By April of 1943 he found himself on Guadalcanal in the South Pacific, an island that sported at least two airfields built by the Japanese and wrested from their control over several months of intense efforts by United States Naval and Marine aviation squadrons. He was the pilot of a Lockheed P-38 Lightning, a single seat, twin engine fighter of immense speed, range, and firepower. Having just arrived he watched 16 of his squadron mates and friends take off for an attempted intercept of the Japanese Combined Fleet Admiral Isoroku Yamamoto. That mission was successful, and the Admiral was out of the war, a disastrous occurrence for the military capabilities and morale of the Japanese. Bill later became close and lifelong friends of the pilot that shot down the Admiral, an Oregonian named Rex Barber.
As the tides of war in the Pacific swung to America at great cost of lives and materiel, Bill became a fighter pilot’s fighter pilot. The number of victories climbed steadily and he was soon an ace, then a double ace and finally a triple ace, with 16 officially recorded tallies against Japanese planes. Bill was given the opportunity to be a “hunter,” like some other airmen, with a brand new airplane, no other tasks and his choice of wingmen and ground crew, but he refused the offer stating that is not how he could best serve the war effort. Indeed his victories are only a small part of his actual shoot-downs. He had a habit of awarding some of his victories to his young wingmen to give them confidence and a sense of achievement. There were other tasks required like strafing ground targets and shipping and escorting American and Australian bombers throughout the Pacific Islands. Bill knew that this was the way to win the war.
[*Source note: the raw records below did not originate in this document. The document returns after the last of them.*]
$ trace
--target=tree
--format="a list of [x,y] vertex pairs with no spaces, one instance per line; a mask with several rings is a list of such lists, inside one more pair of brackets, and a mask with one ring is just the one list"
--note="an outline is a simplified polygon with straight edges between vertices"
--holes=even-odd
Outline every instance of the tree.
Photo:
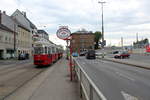
[[145,38],[144,40],[140,40],[137,42],[133,42],[133,46],[136,48],[141,48],[141,47],[145,47],[147,44],[149,44],[149,40],[147,38]]
[[147,38],[145,38],[145,39],[143,40],[143,43],[144,43],[144,44],[149,44],[149,40],[148,40]]
[[99,32],[99,31],[96,31],[94,33],[95,35],[95,39],[94,39],[94,42],[95,42],[95,49],[98,49],[98,46],[99,46],[99,40],[102,38],[102,33]]

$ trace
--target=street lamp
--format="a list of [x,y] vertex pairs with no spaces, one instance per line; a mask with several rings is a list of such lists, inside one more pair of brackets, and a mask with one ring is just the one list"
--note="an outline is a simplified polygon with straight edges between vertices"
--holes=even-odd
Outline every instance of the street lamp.
[[104,40],[103,4],[106,3],[106,2],[99,1],[98,3],[100,3],[102,5],[102,8],[101,8],[102,9],[102,43],[101,43],[101,45],[102,45],[102,48],[103,48],[104,45],[106,44],[106,41]]

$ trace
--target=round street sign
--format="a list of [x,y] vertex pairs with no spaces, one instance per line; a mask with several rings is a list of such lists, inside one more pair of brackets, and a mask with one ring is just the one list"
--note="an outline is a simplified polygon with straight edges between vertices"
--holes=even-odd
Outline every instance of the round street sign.
[[67,27],[60,27],[56,33],[57,37],[63,40],[67,39],[70,34],[71,32]]

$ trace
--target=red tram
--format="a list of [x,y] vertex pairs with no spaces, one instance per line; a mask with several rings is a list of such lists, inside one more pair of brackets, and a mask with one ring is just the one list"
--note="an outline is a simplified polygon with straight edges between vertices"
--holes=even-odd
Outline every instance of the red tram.
[[45,66],[62,58],[63,50],[60,46],[47,40],[36,41],[34,45],[34,65]]

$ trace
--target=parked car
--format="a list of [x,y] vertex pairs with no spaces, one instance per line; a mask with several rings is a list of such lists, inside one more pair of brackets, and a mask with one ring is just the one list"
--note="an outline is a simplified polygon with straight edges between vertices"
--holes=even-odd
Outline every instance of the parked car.
[[29,54],[28,53],[25,54],[25,59],[29,59]]
[[119,53],[119,51],[113,51],[113,52],[112,52],[112,54],[117,54],[117,53]]
[[80,56],[85,56],[86,55],[86,53],[87,53],[87,51],[82,51],[82,52],[80,52]]
[[78,53],[77,53],[77,52],[73,52],[73,53],[72,53],[72,56],[73,56],[73,57],[78,57]]
[[95,50],[88,50],[86,53],[86,58],[87,59],[95,59],[96,58]]
[[127,51],[120,51],[119,53],[114,55],[114,58],[129,58],[130,54]]
[[25,60],[25,59],[26,59],[26,56],[24,53],[19,54],[18,60]]

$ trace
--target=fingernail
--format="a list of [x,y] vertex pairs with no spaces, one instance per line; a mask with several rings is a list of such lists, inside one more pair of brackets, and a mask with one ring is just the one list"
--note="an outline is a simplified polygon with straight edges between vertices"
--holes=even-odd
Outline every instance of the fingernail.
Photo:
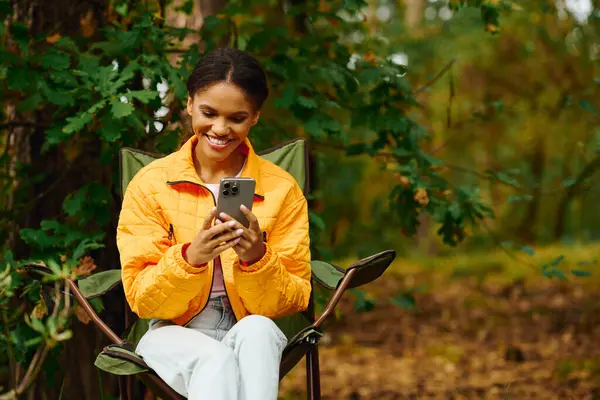
[[236,235],[241,235],[242,233],[244,233],[243,229],[238,229],[237,231],[235,231]]
[[220,219],[218,219],[218,220],[215,221],[215,224],[222,224],[222,222],[221,222]]
[[213,209],[210,210],[211,213],[214,213],[215,211],[217,211],[217,207],[213,207]]
[[244,210],[244,211],[247,211],[247,210],[248,210],[248,207],[246,207],[246,206],[245,206],[245,205],[243,205],[243,204],[240,206],[240,208],[241,208],[242,210]]
[[235,226],[235,221],[229,221],[227,224],[229,227],[233,228]]
[[225,214],[225,213],[221,213],[221,214],[219,214],[219,216],[220,216],[221,218],[227,218],[227,214]]
[[239,242],[240,242],[240,239],[235,239],[235,240],[234,240],[234,243],[235,243],[235,244],[238,244]]

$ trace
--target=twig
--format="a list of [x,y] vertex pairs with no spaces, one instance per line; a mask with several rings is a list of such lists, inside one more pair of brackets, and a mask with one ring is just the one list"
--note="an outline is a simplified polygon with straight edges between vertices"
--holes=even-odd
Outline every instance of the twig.
[[446,135],[449,135],[450,130],[452,129],[452,103],[454,100],[454,74],[450,67],[448,70],[450,71],[450,82],[449,82],[449,93],[448,93],[448,105],[446,106]]
[[537,265],[519,258],[516,254],[514,254],[513,252],[508,250],[505,246],[502,245],[502,242],[500,242],[500,240],[498,239],[498,236],[496,236],[494,231],[492,231],[492,229],[488,226],[487,222],[485,222],[484,219],[481,219],[480,221],[481,221],[480,226],[483,226],[483,229],[492,238],[492,241],[494,242],[494,244],[496,244],[496,246],[499,246],[502,249],[502,251],[504,251],[506,253],[506,255],[508,257],[512,258],[514,261],[516,261],[519,264],[525,265],[526,267],[531,268],[534,271],[537,271],[537,269],[538,269]]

Slowly and inexorably they moved ever northward toward the home islands of Japan.
By August of 1945 when the war ended, Bill was a Lieutenant Colonel, a group commander and had a chance at great advancement in the United States Army Air Corps. Although offered a full Colonelcy, he declined and returned joyfully to California and resumed his old beloved enterprises. He spent 20 years ranching north of Bishop in Hammil Valley where he and Rosalyn raised their family. They went on to ranches in Nevada and Oregon.
His heroic accomplishments were not most important to him. Being a devout Christian, teaching in his own quiet way about honesty, integrity, hard work, a can-do spirit, patience and happiness, raising two sons and three daughters, and always having room at the table for more, was the pattern of his life. His wife Rosalyn (a Navy Wave) was his lifetime joy and companion.
His wife of 60 years, Rosalyn Grant Harris and his son Alan Joseph Harris preceded Bill in death.
He is survived by his son, Garn (Jim) of Independence, Calif.; his daughters, Patty (Tom) Tompkins of Red Bluff, Calif., Marylou (Keith) Hansen of Porterville, Calif. and Dianne (Perry) Fields of Macdoel, Calif.; 13 grandchildren; and 15 great-grandchildren.
There are many great men produced in this nation. In the pantheon of heroes and the champions of decency and freedom that we treasure, none would rank above Bill Harris.
The family requests in lieu of flowers donations be sent to a charity Bill supported, either The Klamath Falls Gospel Mission, 823 Walnut Avenue, Klamath Falls, OR 97601 or Klamath-Lake Counties Food Bank, 3231 Maywood Drive, Klamath Falls, OR, 97603.